Betty Flanagan's bonnets and ribbons, her sauciness, her idleness, her

reckless prodigality of kitchen candles, her consumption of tea and

sugar, and so forth occupied and amused the old lady almost as much as

the doings of her former household, when she had Sambo and the

coachman, and a groom, and a footboy, and a housekeeper with a regiment

of female domestics--her former household, about which the good lady

talked a hundred times a day. And besides Betty Flanagan, Mrs. Sedley

had all the maids-of-all-work in the street to superintend. She knew

how each tenant of the cottages paid or owed his little rent. She

stepped aside when Mrs. Rougemont the actress passed with her dubious

family. She flung up her head when Mrs. Pestler, the apothecary's

lady, drove by in her husband's professional one-horse chaise. She had

colloquies with the greengrocer about the pennorth of turnips which Mr.

Sedley loved; she kept an eye upon the milkman and the baker's boy; and

made visitations to the butcher, who sold hundreds of oxen very likely

with less ado than was made about Mrs. Sedley's loin of mutton: and

she counted the potatoes under the joint on Sundays, on which days,

dressed in her best, she went to church twice and read Blair's Sermons

in the evening.

On that day, for "business" prevented him on weekdays from taking such

a pleasure, it was old Sedley's delight to take out his little grandson

Georgy to the neighbouring parks or Kensington Gardens, to see the

soldiers or to feed the ducks. Georgy loved the redcoats, and his

grandpapa told him how his father had been a famous soldier, and

introduced him to many sergeants and others with Waterloo medals on

their breasts, to whom the old grandfather pompously presented the

child as the son of Captain Osborne of the --th, who died gloriously on

the glorious eighteenth.
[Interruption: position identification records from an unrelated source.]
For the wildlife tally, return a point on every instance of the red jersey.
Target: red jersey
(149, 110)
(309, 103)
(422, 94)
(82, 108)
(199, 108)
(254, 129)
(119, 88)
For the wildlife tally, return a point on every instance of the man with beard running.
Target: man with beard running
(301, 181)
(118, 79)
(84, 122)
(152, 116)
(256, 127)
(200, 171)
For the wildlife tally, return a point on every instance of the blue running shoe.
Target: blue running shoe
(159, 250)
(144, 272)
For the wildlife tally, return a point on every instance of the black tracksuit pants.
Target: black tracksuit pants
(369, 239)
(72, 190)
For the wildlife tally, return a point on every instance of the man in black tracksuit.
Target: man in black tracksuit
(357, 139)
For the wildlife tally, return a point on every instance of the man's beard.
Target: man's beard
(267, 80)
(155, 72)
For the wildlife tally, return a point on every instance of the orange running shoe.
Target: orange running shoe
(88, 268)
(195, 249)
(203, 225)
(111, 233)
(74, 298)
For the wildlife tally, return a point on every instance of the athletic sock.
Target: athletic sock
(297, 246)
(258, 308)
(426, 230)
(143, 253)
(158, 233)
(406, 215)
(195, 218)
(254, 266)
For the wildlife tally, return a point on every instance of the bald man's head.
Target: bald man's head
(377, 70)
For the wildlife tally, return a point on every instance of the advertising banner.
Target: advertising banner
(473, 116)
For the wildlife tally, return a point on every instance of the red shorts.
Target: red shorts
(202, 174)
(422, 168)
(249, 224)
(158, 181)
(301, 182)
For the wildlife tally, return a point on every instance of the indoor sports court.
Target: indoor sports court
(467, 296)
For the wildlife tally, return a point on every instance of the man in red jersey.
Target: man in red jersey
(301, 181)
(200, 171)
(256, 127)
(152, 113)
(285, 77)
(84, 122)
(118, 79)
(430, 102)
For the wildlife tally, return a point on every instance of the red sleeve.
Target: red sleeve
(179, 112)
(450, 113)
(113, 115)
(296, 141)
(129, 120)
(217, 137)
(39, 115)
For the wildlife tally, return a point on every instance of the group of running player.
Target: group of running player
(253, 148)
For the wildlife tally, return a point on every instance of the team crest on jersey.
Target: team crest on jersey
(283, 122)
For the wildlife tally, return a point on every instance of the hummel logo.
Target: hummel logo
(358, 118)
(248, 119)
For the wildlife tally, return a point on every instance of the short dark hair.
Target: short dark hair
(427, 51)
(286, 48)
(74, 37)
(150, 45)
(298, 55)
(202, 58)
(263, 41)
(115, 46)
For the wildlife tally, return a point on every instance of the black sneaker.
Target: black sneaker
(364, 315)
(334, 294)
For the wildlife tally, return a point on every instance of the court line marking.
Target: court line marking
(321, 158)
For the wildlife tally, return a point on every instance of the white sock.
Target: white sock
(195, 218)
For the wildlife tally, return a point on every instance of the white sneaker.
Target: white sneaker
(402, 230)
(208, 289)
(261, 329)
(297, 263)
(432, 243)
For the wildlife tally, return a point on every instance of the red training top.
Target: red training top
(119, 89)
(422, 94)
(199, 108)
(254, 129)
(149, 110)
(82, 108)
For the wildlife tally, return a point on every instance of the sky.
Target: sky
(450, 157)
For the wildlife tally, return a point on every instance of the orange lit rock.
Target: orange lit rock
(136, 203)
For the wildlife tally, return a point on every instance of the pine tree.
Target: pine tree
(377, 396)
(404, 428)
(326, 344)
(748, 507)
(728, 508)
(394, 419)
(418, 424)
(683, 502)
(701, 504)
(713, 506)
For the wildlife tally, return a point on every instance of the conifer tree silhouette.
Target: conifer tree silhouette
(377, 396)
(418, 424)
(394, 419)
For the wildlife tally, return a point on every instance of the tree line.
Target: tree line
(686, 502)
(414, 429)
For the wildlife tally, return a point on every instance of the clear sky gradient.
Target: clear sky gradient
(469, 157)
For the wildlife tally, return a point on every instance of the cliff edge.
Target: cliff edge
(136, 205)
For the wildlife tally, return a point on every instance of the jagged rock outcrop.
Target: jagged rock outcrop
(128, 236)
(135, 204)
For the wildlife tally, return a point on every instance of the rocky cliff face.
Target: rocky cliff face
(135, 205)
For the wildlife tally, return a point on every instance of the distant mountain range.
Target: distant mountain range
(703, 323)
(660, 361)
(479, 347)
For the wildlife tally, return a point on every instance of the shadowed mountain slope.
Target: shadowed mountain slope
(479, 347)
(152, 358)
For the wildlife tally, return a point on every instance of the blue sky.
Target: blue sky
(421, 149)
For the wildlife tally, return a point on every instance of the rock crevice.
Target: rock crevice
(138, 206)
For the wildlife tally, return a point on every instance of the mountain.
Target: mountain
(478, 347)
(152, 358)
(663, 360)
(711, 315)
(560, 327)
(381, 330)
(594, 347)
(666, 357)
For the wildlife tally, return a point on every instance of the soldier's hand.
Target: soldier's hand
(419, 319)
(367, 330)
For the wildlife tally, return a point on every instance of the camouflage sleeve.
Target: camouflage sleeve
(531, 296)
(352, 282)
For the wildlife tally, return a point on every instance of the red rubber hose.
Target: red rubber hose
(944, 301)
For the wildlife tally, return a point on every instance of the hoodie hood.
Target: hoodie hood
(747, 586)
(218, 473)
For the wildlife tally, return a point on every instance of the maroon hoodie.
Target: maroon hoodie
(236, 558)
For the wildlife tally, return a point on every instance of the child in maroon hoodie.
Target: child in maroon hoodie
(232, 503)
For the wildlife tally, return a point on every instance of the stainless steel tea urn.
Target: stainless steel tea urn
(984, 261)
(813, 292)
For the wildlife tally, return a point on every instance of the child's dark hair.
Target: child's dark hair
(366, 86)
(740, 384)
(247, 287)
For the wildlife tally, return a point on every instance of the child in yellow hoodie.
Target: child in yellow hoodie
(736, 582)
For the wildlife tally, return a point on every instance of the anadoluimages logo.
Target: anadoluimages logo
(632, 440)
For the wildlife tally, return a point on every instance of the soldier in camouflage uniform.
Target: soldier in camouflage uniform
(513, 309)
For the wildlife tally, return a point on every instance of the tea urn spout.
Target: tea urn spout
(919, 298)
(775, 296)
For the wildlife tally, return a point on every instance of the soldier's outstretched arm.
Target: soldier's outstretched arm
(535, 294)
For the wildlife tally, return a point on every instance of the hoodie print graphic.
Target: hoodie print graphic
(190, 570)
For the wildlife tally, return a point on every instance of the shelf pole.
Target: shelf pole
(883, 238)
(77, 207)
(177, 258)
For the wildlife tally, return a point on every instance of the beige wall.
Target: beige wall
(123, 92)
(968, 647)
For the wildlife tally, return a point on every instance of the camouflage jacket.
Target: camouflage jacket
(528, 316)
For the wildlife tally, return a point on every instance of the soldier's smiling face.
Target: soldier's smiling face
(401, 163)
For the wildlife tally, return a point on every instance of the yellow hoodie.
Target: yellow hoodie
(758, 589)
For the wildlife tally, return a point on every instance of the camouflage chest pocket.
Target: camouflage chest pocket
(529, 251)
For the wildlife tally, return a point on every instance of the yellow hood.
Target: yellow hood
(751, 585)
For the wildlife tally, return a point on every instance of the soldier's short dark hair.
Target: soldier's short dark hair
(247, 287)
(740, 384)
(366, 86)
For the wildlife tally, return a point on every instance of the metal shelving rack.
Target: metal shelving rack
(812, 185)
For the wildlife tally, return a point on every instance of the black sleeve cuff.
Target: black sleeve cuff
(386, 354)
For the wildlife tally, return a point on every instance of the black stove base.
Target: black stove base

He has been known to treat some of these

non-commissioned gentlemen to a glass of porter, and, indeed, in their

first Sunday walks was disposed to spoil little Georgy, sadly gorging

the boy with apples and parliament, to the detriment of his

health--until Amelia declared that George should never go out with his

grandpapa unless the latter promised solemnly, and on his honour, not

to give the child any cakes, lollipops, or stall produce whatever.